Knowledge graphs (KG) model human readable knowledge using entity and relation triples. One major branch of KG research is representation learning, in which we try to learn low dimensional embeddings for entity and relations. Simple arithmetic operations between embeddings of entities and relations can represent complex real world knowledge or even discover new ones. KGs are rapidly evolving with the enormous amount of new information generated everyday. Since it is infeasible to retrain KG embeddings whenever we encounter a new entity or relation, modeling unseen entities and relations remains a challenging task.
There are two main directions of research to handle unseen entities. One direction is to infer the embedding of new entities from its neighboring entities and relations that are observed during training. Researchers have either relied on Graph Neural Networks or designed specialized aggregation functions to collect the unseen nodes’ neighborhood information. The other path is to leverage feature information in entity nodes metadata. Specifically, entity name and descriptions are often available in textual format upon querying the KG. Recent advances in transformer language models have made it possible to extract high quality feature representation for contextual information after a minimal amount of fine tuning of the model. When transformer language models such as BERT are applied to extract entity representations, the model is capable of generating embedding for any entity with textual name or descriptions. As a result, the unseen entity problem is therefore resolved.
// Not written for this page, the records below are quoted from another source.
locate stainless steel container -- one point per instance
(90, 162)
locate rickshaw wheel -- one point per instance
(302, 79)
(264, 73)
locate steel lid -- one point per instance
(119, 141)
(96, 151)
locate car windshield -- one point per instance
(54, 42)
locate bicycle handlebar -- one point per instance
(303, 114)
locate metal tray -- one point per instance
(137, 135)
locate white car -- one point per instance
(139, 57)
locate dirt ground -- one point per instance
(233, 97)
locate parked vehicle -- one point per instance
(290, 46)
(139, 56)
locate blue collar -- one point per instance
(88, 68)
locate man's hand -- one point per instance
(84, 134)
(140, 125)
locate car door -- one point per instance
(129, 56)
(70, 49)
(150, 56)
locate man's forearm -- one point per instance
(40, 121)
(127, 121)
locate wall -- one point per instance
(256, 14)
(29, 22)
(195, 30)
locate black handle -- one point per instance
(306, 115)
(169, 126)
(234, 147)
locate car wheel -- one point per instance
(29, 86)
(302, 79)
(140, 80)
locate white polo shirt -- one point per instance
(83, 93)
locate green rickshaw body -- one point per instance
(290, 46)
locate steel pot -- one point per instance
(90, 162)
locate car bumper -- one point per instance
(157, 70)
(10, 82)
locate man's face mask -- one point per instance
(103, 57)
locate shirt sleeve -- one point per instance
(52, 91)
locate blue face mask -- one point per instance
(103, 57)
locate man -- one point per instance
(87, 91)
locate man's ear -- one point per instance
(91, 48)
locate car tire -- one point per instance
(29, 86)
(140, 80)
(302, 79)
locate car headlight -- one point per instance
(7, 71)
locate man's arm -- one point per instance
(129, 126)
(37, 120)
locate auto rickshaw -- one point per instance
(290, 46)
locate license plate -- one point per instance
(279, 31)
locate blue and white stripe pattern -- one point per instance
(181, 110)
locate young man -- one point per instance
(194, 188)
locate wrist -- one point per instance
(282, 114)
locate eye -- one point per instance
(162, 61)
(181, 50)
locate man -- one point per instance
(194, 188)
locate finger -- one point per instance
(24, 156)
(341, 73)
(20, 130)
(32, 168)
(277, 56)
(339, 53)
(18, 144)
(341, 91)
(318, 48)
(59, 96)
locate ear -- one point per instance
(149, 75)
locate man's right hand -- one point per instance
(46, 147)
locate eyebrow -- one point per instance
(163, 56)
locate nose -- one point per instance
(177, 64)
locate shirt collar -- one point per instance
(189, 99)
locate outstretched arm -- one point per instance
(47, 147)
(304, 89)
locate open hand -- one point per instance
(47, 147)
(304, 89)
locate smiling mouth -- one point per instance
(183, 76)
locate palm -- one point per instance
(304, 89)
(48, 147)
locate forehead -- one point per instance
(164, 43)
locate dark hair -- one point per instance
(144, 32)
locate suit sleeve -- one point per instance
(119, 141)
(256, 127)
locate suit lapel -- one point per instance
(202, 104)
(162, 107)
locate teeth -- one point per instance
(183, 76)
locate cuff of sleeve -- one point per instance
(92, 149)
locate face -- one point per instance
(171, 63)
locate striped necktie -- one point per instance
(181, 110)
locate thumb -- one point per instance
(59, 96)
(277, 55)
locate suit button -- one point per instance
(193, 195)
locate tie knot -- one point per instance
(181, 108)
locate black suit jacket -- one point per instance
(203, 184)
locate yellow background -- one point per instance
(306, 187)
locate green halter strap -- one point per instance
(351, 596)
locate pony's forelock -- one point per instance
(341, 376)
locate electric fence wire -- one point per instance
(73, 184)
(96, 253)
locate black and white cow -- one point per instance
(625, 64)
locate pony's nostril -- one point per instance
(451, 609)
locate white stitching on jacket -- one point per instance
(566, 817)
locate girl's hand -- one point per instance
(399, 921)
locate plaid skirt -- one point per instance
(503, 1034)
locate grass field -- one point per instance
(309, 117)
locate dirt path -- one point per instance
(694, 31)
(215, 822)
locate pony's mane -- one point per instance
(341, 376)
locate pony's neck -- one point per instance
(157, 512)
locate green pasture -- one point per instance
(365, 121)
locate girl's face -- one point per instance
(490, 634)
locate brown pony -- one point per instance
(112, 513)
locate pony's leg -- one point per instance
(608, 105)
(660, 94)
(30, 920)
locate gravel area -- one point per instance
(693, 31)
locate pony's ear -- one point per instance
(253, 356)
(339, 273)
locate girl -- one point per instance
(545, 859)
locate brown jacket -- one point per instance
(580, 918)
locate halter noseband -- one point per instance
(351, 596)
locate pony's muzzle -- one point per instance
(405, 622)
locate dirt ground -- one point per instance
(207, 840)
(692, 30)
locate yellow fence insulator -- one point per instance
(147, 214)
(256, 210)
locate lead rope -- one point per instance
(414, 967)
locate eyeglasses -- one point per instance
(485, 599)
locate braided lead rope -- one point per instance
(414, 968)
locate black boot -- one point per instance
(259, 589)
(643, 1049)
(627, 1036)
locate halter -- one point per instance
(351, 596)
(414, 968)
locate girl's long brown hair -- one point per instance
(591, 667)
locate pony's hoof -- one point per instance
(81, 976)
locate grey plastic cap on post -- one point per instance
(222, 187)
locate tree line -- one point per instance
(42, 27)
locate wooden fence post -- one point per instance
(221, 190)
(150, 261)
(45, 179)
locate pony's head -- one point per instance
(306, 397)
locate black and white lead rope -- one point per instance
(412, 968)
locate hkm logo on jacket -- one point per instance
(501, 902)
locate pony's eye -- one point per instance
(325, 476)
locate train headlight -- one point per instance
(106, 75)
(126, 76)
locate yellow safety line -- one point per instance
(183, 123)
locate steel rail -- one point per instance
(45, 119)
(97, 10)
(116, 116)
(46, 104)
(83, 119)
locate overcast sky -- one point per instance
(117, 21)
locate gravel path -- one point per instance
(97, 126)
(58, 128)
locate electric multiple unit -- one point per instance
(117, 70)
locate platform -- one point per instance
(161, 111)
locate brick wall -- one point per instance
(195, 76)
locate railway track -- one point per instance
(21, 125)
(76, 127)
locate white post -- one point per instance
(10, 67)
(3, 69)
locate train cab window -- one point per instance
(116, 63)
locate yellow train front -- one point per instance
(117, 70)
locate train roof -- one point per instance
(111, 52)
RotatE has been one of the most effective yet simple KG embedding models invented recently. In RotatE, entities and relations are models as complex vectors. Each element of the relation vector serves as an element-wise phase shifter that transforms source entity to target entity. We propose a specialized aggregation function based on multiplication and fractional exponent of transformed representations of neighboring entities. The intuition of the proposed aggregation function is that because RotatE essentially depends on the operation on phases rather than on real and imaginary parts of the phasor, we can instead take the average of the phase angles. Following the Out-of-Sample KG embedding training scheme, we can make the model aware of the use of aggregation function during training and therefore produce embeddings tailored to the zero shot setting.